Recently, “Sunitinib Malate Capsules” (brand name: Qingnishu (晴尼舒)) (approved specification: 12.5mg), a key product in the field of oncology developed by the Group, has obtained the drug registration certificate from the National Medical Products Administration of the People’s Republic of China. The product was filed as a Chemicals New Category 4 drug, and is deemed to have passed the Consistency of Quality and Efficacy Evaluation for Generic Drugs. The approved indications are: adult patients with (1) inoperable advanced renal cell carcinoma (RCC); (2) gastrointestinal stromal tumors (GIST) that could not be cured by or cannot tolerate imatinib mesylate therapy; and (3) unresectable and metastatic advanced pancreatic neuroendocrine tumors (pNET). The approval of Qingnishu further enriches the Group’s product line in the field of oncology.

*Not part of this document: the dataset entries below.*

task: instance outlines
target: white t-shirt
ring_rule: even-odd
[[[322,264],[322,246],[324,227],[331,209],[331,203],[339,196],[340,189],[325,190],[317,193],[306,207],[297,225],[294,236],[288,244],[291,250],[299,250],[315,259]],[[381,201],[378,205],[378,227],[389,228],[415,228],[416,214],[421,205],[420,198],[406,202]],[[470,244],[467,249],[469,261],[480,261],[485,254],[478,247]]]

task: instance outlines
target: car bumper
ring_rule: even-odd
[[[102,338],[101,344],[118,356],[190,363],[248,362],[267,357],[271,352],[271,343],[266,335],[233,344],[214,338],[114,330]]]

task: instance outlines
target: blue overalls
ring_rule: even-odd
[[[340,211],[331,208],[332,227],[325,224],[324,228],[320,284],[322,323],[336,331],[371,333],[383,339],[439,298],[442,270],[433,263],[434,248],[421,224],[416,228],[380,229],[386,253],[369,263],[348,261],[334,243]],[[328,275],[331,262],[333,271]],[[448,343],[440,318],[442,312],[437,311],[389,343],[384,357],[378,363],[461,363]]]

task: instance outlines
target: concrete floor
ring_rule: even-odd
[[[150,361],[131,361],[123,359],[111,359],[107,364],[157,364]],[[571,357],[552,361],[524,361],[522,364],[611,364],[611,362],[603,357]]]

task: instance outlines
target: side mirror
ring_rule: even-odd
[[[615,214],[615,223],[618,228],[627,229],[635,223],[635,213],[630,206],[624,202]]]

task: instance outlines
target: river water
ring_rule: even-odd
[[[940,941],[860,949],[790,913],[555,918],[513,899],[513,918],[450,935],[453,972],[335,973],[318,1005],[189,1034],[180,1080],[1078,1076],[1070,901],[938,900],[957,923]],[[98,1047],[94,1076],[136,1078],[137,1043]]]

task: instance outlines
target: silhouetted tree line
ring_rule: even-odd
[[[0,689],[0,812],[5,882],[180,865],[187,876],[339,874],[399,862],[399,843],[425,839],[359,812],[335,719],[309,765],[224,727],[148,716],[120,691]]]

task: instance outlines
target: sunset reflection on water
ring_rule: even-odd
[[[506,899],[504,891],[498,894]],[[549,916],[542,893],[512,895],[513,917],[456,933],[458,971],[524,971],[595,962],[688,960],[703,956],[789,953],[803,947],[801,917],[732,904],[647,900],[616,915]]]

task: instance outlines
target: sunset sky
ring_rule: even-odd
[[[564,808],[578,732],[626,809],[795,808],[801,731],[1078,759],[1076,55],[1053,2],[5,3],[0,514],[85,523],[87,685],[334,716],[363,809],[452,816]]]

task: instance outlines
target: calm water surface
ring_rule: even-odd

Sunitinib is a new type of targeted drug that selectively targets multiple tyrosine kinase receptors (including vascular endothelial growth factor receptor, platelet-derived growth factor receptor, stem cell factor receptor, Fms-related tyrosine kinase 3, etc.) and has dual anti-tumor effects of anti-tumor angiogenesis and inhibition of tumor cell proliferation. It is the only drug that can break through the 2-year survival period of advanced renal cancer and is the first drug approved by the U.S. Food and Drug Administration to treat both renal cell carcinoma and gastrointestinal stromal tumors, making it a key player in the treatment of renal cell carcinoma and gastrointestinal stromal tumors.
Sunitinib malate is a drug for first-line treatment of metastatic kidney cancer; the only approved secondline drug for GIST patients who could not be cured by imatinib mesylate therapy; and has the advantages of high remission rate, long period of no advancement, and low cost for the treatment of pancreatic neuroendocrine tumors.
As a new type of multi-target tyrosine kinase inhibitor, Sunitinib has proven efficacy in RCC, GIST and pNET, but its price has been high, which has brought a huge financial burden to patients. With the expiration of the patent of the branded drug and the approval of domestic generic drugs, the monopoly of the branded drug in the domestic market will be broken, and the financial pressure and quality of life of patients are expected to be improved gradually.